What type lights are these? any input about the other parts?


----------



## OmegaManEX (Oct 4, 2002)

that is a 97 / 98 240sx or just its headlights .. and the body is an R33 kit all around.

EDIT :: here you go dude .. just look at at the pic its from extremedimensions.com and here is a link to buy the kit :: http://www.extremedimensions.com/shopexd.asp?id=4489

to use it youll have to change fenders hood and lights to a 97 / 98 and the kit should fit


----------



## vsp3c (May 15, 2003)

you need to go to www.readthefugginsticky.com  

and btw, it's not a r33 kit.. it's a r33 STYLE kit..big difference


----------



## drift240sxdragqueen (Oct 23, 2002)

ghostuss said:


> What type lights are these? any input about the other parts?

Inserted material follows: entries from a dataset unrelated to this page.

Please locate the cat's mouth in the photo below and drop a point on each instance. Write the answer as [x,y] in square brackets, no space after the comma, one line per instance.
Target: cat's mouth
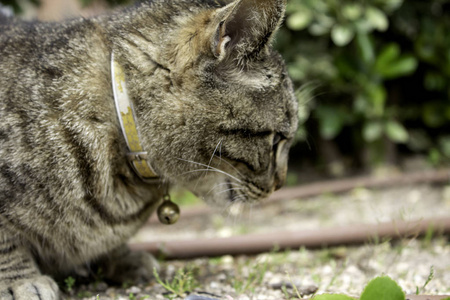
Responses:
[232,193]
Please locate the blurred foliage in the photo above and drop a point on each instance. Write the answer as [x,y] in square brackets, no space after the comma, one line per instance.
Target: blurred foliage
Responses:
[381,70]
[373,76]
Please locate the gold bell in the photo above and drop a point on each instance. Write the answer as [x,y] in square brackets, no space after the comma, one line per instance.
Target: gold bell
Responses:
[168,212]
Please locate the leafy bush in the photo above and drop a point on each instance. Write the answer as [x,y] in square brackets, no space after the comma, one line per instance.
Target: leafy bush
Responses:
[373,77]
[381,69]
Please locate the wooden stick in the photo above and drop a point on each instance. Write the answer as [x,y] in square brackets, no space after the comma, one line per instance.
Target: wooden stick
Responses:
[257,243]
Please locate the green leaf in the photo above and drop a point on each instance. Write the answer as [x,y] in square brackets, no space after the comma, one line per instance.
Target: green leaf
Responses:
[332,297]
[377,18]
[377,97]
[352,11]
[390,64]
[405,65]
[299,20]
[372,131]
[342,34]
[331,121]
[388,54]
[365,46]
[382,288]
[396,132]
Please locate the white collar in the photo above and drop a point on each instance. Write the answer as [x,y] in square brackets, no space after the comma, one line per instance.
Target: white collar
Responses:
[136,155]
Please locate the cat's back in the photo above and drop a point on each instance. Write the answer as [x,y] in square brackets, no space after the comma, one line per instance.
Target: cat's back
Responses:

 kouki, instead or ur zenkis


----------



## ghostuss (Jan 19, 2004)

drift240sxdrag said:


> kouki, instead or ur zenkis


alright thank you guys. 

edit: what you guys think about that kit?


----------



## vsp3c (May 15, 2003)

it's a pretty clean kit and looks pretty nice. only thing i don't like about it is that it's ripped off the r33 body =/ kinda ricey in that point of view


----------



## drift240sxdragqueen (Oct 23, 2002)

it alright you should spend it on something better though like perfomance or audio  unless ur gonna do show first then performance and try to get ur car into some shows.


----------



## ghostuss (Jan 19, 2004)

drift240sxdrag said:


> it alright you should spend it on something better though like perfomance or audio  unless ur gonna do show first then performance and try to get ur car into some shows.


Yea I've decided to get a $1000 sound system setup before I get new engine and stuff.


----------



## Johny5 (Sep 29, 2003)

if you end up going kouki front, please get the kouki tails, the black tinting looks 1000000x better than that all red zenki taillight crap.


----------